The short answer: any time the inputs to the model change. Concretely:

  • Model version change. The Anthropic model version is pinned. A change to a newer model is a re-run trigger.
  • System prompt change. Any edit to lib/system-prompts.ts is a re-run trigger.
  • Disclosure registry change. Any edit to lib/disclosures.ts is a re-run trigger, especially a change that introduces a new id.
  • Reconciliation change. Any edit to lib/reconcile.ts or lib/parser.ts is a re-run trigger and also an architecture-review trigger.
  • Regulatory change. A change in FCA expectations may require new scenarios; the existing ones still need to pass.

This is also the cadence Anthropic’s research programme and Responsible Scaling Policy effectively recommend for a deployer: treat evaluation as continuous, not one-off, and re-evaluate on any change to the inputs that govern model behaviour.

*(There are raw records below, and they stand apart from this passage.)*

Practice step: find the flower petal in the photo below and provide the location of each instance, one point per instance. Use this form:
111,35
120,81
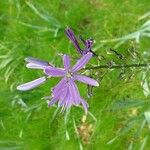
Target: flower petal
36,61
74,93
66,60
82,62
32,84
86,80
85,105
35,66
56,72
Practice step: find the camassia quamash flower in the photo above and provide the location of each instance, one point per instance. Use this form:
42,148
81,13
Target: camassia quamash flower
66,92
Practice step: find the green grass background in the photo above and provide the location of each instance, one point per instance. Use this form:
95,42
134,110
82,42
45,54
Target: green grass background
36,28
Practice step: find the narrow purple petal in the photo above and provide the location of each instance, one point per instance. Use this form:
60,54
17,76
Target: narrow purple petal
56,72
35,66
85,105
32,84
86,80
57,96
36,61
82,62
66,60
63,97
74,93
54,100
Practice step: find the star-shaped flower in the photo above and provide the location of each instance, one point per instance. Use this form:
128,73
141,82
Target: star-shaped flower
66,92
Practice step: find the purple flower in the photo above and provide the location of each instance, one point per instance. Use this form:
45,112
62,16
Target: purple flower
87,43
66,92
34,63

For an FCA-style auditor, the replay engine produces:

  • A reproducible test run with timestamps and version stamps
  • An assertion-by-assertion result that maps onto FG21/1 communications and consumer-support expectations
  • A diff against baseline that quantifies any drift
  • An audit-log artefact for each run that mirrors the production audit shape

This is the evidence layer the overview refers to as Measure-and-Manage. It is what a security review team can ask to see, and what a regulator would expect a firm to be able to produce on request.

The replay scenarios live alongside the test suite in the repository. The seed scenarios are intentionally small and readable. They are the right starting point for a reviewer who wants to understand what “the model behaving correctly” means in this design, and for a broker who wants to extend the suite to cover their own operational concerns.